11 Ağustos günü Türkiye Yeni Bir Sabah’a uyandı. O gün milletimiz, Başkanını ilk kez kendisi seçen bir millet olarak, gelecek için yeni bir sayfa açtığını dünyaya ilan etmiştir. Anlayanlara ve anlayamayanlara da. Türkiye'nin halk tarafından seçilmiş ilk cumhurbaşkanı Recep Tayyip ERDOĞAN'dır. Erdoğan şimdi yeni Türkiye'nin yeni kadrolarını kuracak. Bunun için de uzun zamandır çalışıyor, görüşmeler yapıyor. Bu parti hiç durmayacak galiba, hep yola devam edecek. Allah yar ve yardımcıları olsun.

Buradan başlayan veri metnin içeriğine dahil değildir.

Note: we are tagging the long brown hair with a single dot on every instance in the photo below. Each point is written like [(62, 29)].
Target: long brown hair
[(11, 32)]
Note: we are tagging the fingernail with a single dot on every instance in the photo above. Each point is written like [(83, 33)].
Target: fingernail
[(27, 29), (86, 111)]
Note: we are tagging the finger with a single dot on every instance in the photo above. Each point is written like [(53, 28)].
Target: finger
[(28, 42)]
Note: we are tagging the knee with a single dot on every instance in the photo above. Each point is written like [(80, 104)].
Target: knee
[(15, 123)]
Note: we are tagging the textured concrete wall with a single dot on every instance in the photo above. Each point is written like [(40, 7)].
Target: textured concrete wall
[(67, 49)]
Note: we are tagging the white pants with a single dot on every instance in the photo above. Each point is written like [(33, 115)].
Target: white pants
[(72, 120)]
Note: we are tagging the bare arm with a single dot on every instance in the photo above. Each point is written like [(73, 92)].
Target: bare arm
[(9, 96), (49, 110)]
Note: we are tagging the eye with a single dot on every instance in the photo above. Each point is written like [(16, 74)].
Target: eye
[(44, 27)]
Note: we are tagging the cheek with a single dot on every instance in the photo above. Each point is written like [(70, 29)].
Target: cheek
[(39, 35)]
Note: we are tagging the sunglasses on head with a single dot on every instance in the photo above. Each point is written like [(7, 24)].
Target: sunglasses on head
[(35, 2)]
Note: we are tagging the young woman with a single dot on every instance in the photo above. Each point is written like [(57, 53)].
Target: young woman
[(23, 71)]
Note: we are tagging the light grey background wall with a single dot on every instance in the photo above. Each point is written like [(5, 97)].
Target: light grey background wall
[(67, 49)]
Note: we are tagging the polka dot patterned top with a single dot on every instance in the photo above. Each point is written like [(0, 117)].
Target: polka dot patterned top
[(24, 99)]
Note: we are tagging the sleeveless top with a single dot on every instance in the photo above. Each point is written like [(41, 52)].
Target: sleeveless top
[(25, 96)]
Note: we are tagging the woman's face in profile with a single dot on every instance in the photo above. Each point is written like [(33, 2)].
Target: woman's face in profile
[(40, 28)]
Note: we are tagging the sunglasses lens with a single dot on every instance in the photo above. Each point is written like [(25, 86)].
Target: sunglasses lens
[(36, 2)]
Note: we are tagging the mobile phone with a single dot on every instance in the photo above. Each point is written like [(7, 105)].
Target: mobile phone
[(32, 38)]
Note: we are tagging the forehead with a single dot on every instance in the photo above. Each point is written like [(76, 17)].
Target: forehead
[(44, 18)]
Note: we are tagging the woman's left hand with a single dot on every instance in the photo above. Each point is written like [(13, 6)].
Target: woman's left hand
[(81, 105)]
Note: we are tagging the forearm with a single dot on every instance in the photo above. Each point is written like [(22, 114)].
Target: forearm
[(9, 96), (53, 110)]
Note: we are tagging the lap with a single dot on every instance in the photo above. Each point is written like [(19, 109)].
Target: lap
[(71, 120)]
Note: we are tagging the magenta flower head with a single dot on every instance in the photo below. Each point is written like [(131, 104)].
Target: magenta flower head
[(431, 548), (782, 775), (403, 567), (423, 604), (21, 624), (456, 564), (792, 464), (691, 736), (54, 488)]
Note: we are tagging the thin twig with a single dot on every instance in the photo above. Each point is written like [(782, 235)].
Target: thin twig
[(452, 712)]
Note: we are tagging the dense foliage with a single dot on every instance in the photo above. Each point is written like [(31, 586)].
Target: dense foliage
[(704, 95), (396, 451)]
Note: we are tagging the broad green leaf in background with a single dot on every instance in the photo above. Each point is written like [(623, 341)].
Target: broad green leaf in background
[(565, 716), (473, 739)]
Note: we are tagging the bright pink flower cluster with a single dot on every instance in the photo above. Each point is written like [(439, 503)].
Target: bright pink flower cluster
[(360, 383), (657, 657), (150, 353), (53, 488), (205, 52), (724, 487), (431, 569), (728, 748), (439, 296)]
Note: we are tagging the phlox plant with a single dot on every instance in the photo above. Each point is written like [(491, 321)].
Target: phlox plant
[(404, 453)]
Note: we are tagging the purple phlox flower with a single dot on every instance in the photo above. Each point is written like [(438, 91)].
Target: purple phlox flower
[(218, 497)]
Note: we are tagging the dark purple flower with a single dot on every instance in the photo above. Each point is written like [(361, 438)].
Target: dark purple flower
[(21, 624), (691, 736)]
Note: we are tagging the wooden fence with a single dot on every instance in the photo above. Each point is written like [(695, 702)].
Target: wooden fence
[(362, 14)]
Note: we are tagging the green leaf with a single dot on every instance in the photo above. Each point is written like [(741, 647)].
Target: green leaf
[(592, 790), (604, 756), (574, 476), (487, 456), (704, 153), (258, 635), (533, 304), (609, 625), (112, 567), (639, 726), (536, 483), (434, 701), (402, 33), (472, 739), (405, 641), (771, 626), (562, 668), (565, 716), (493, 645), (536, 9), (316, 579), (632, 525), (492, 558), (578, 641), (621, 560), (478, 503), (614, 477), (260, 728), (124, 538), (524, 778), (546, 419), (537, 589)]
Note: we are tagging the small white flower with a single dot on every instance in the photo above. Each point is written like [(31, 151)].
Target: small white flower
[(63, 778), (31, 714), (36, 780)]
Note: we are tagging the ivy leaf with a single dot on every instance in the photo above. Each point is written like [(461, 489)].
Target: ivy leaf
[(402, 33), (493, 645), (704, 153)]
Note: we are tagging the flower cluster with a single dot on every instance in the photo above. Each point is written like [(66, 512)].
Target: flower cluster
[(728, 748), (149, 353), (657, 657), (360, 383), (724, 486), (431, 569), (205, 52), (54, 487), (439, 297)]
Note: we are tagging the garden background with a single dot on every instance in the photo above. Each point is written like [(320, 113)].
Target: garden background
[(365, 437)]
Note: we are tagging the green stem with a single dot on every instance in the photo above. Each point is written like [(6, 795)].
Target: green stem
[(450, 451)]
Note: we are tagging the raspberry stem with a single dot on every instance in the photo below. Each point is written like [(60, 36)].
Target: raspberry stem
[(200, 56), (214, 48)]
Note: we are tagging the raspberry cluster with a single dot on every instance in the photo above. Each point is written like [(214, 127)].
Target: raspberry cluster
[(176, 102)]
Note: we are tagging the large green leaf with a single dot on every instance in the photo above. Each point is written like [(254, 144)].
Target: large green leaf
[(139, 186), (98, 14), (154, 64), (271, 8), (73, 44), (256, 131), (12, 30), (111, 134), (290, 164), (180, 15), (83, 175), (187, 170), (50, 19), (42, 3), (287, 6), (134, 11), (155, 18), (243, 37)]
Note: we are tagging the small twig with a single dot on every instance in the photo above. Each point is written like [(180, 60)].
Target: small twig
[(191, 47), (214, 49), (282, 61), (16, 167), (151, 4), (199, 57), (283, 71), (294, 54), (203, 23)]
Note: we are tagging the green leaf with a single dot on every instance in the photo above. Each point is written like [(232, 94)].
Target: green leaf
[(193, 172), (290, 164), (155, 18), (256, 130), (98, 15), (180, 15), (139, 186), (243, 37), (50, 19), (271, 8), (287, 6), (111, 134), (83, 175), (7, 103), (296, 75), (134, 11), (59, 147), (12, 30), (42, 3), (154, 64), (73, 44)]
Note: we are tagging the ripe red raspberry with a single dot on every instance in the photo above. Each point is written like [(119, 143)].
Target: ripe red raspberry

Yeni bir kabine, yeni parti yönetimi ve yeni yöneticiler. Partimiz, bir yıl sonra Ak Parti'yi seçime götürecek ekibi değil, bundan sonra yeni Türkiye'yi yönetecek ekipleri oluşturacak. Ülkenin geleceğinden ve milletin kaderinden sorumlu olacak ekipleri. Bu noktada Abdullah GÜL’ün görev süresi ile Ak Parti kongresi tarihlerini için, “siyasetin doğasına bırakmak yerinde olur”, diyorum. Zira GÜL için, Ak Parti’den koptu demek doğru olmadığı gibi, Ak Parti için de GÜL’ü partiden kopardılar demek zaten doğru doğru olmaz. Çünkü Abdullah bey bu partinin, Tayyip bey ve Bülent ARINÇ bey ile üç temel saç ayağından biridir. O zaman Davutoğlu isminin ön lana çıkmasındaki hikmet nedir? Cevap, bugün için, partinin devam edegelen çizgisine konjüktürel olarak en muvafık başbakan adayının DAVUTOĞLU olduğudur. Bunu da zaman en kısa sürede gösterecektir, ispat edecektir.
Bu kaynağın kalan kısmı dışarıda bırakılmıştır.